At the beginning of the experiment, “I was making big millet cakes in my hand and dropping them into boiling water,” Childs says. “We didn’t know if it was going to create enough starch to leave any carbonization whatsoever.” The team experimented with recipe after recipe, with a variety of cooking styles. They landed on the idea that the vessel had been used to cook some kind of stew, and that it was probably simmered with the pot tipped on its side. Oriented that way, the cooking surface was more like a skillet than a stockpot.
There are still a number of unanswered questions.
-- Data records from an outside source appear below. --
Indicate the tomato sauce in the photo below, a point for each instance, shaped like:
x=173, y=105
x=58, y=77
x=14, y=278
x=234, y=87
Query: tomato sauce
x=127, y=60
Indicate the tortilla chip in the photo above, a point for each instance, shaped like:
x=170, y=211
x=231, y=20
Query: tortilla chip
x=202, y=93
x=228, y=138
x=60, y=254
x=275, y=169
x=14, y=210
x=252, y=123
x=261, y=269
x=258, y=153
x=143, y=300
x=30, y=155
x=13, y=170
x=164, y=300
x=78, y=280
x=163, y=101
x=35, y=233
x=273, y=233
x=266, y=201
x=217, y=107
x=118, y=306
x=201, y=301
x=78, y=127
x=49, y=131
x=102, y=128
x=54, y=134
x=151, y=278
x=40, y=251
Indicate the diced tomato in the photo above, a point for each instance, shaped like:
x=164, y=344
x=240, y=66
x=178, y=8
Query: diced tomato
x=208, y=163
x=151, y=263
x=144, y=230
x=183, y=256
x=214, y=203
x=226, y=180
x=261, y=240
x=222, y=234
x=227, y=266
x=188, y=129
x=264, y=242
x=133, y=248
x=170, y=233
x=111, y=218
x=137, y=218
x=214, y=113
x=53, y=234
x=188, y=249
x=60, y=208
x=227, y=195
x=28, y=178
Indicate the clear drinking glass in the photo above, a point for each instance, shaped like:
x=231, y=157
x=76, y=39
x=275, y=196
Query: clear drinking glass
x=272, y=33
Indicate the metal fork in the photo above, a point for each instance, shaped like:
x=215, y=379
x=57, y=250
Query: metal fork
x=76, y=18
The team hasn’t excavated any hearth sites, so they don’t know just how the vessel was exposed to heat. Did the pot come from a domestic kitchen, or was it made and used for a single funerary feast? Did the food inside feed mourners, or was it meant for the afterlife? They also still don’t know what else was in the pot beside millet, since many other grains and vegetables don’t have easily detectable, unique biomarkers. Lipid analysis is a useful tool, but it’s not the only one. Microfossils, phytoliths (small silicon grains in plant matter), and DNA have all been used to identify ancient ingredients. “We should actually combine these lines of evidence,” Taché says. Microfossil analysis of the residue, with a specialist at the University of York, is coming next.
Even so, these questions may never be fully resolved. Getting to what Jaffe calls “a better guesstimate” would require lots of time and dozens, if not hundreds, of vessels for analysis of both scorch patterns and food residue. “As archaeologists,” Jaffe says, “we’re able to narrow down possibilities, as opposed to saying, ‘This is exactly the definitive way in which this vessel was used.’”
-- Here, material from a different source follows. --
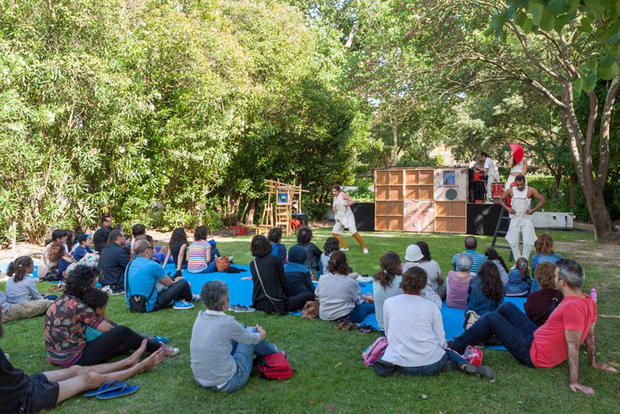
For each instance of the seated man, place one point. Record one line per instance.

Meanwhile, Jaffe and his collaborators began to think about their contribution to the taste-test event. They found themselves a bit stumped. They didn’t have much else to go on beside millet, but that alone would be a bitter bite to swallow. So, Jaffe joked, “to take pity on people at the event,” they needed more flavors.
Jaffe’s team took some liberties and turned to ingredients known to have been available in the region at the time. Pig bones turned up in the cemetery where the pot was found, so they added some pork. Eggplant made the cut, too, since archaeobotanical research at a nearby site points to its relatives in the nightshade family. Childs spiced the dish with dashes of cumin, cloves, and star anise.
Picking these flavors obviously has a huge impact on the finished product. In this case, Childs was trying to make something palatable, even delicious, with ingredients that weren’t totally implausible. In other cases, researchers have used the limits of palatability as a guide. “Human palates have outer bounds,” says Pia Sörensen, of Harvard University, who worked on the Babylonian dishes. Even if recipes and preferences change over time, there’s a threshold at which a dish might be too much—too hot, too bitter, too sour. A boundary like that, says Sörensen, is “very comforting,” and at least helps show us what ancient people weren’t eating.
The resulting millet-pork stew was served in little paper cups and topped with a millet crisp, shredded carrot, and herbs. One taster gulped it back like a shot. Another chewed slowly, thought for a moment, and declared the result earthy and aromatic. Many did a lap around the room, tasting as they went, and then came back to Childs’ Siwa-inspired stew for seconds.